Learning together: Sharing emergent and unconventional approaches to community-university collaboration

Learning together: Sharing emergent and unconventional approaches to community-university collaboration

On October 29th, CESI hosted an event showcasing innovative and unconventional approaches to community engagement. Through this event, attendees began to learn more about the multiple ways that people in various roles and locations pursue community-university collaborations. Presenters and participants explored how radical, emergent, and unconventional work can generate significant impact.

The day featured panels, presentations, workshops, and roundtable discussions covering a range of topics, including:

  • The impacts of community-university partnerships on Black students’ perceptions of history and identity
  • The power of story and its potential to create change
  • Using community perspectives to inform the planning and evaluation of community engaged learning initiatives
  • Successes and challenges of cross-sector, community-focused collaboration
  • Community experiences and insights from long-term partnerships
  • Justice-oriented approaches to community engagement
  • Using space as a basis for engagement
  • Non-academic modes of community-university collaboration
  • Generating and evaluating impact through institutional structures
  • Collecting and communicating the evidence of impact
  • Sharing resources and knowledge in community-university partnerships

Several questions were posed to the presenters, such as:

  • How do you collaborate to address community interests and create mutual benefits?
  • How do you work together to achieve positive social change?
  • How do you overcome challenges and barriers?
  • How do you and your collaborators work together creatively?
  • How do you generate and measure impact?

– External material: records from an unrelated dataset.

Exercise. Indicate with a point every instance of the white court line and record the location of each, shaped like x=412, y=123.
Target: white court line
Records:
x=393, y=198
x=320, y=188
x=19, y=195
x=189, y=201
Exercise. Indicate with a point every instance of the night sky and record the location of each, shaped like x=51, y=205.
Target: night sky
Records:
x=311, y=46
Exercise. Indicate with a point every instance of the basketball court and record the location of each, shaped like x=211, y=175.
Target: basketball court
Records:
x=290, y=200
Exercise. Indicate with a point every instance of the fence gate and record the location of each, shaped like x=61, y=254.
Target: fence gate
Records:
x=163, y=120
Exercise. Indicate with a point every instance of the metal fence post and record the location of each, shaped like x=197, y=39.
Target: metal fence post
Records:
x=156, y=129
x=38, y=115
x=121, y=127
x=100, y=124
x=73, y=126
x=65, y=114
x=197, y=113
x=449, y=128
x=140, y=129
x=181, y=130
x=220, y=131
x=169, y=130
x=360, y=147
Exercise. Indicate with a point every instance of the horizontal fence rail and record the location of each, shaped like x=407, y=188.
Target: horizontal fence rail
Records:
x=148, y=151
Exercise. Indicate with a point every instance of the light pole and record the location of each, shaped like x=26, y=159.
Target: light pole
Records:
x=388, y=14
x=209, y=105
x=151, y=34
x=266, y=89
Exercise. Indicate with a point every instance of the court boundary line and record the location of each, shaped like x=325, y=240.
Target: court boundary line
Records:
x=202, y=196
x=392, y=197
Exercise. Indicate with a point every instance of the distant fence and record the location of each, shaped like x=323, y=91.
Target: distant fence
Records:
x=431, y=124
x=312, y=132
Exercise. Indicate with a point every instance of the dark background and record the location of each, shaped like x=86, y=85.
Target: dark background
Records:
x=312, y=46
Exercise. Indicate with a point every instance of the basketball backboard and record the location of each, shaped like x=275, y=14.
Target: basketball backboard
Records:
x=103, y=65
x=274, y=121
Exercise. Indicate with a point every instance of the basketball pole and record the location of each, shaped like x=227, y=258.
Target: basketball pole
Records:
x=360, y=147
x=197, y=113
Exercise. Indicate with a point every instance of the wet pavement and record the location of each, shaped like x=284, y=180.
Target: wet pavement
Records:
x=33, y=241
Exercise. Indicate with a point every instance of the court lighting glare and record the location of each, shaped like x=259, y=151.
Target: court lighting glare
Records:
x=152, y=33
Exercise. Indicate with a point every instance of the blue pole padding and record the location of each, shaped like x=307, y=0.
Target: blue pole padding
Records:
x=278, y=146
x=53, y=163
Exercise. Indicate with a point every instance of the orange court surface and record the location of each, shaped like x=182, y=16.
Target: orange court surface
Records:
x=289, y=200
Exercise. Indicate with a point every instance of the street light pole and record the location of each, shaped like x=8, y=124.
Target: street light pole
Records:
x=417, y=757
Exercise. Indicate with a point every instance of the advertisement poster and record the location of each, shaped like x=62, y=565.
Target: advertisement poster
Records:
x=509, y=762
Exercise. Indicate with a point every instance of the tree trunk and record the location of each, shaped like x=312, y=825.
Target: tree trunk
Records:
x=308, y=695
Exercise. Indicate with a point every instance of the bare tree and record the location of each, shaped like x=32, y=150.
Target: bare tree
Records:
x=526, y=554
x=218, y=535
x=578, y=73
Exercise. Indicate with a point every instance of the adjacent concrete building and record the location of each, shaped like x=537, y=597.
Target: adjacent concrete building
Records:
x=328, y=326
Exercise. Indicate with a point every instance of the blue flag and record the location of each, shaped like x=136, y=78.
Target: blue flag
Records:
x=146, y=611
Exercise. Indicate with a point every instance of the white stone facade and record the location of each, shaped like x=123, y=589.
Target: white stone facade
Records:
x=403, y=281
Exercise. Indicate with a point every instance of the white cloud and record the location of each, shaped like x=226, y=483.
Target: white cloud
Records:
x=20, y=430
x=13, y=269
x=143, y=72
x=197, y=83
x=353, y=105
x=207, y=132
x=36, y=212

Continuing to Learn Together:

In the post-event evaluation survey, many respondents appreciated the thoughtful organization and planning of presenters. Many felt that the event did a good job of showcasing the changing faces of leadership in community-engaged scholarship but that the event could've benefitted from fewer presenters and more engagement. 

Most respondents made new connections and felt their networks expanded, and around 75% felt that their experience will have an impact on how they approach their future work. Moving forward, several folks would appreciate tangible takeaways that they could apply in practice.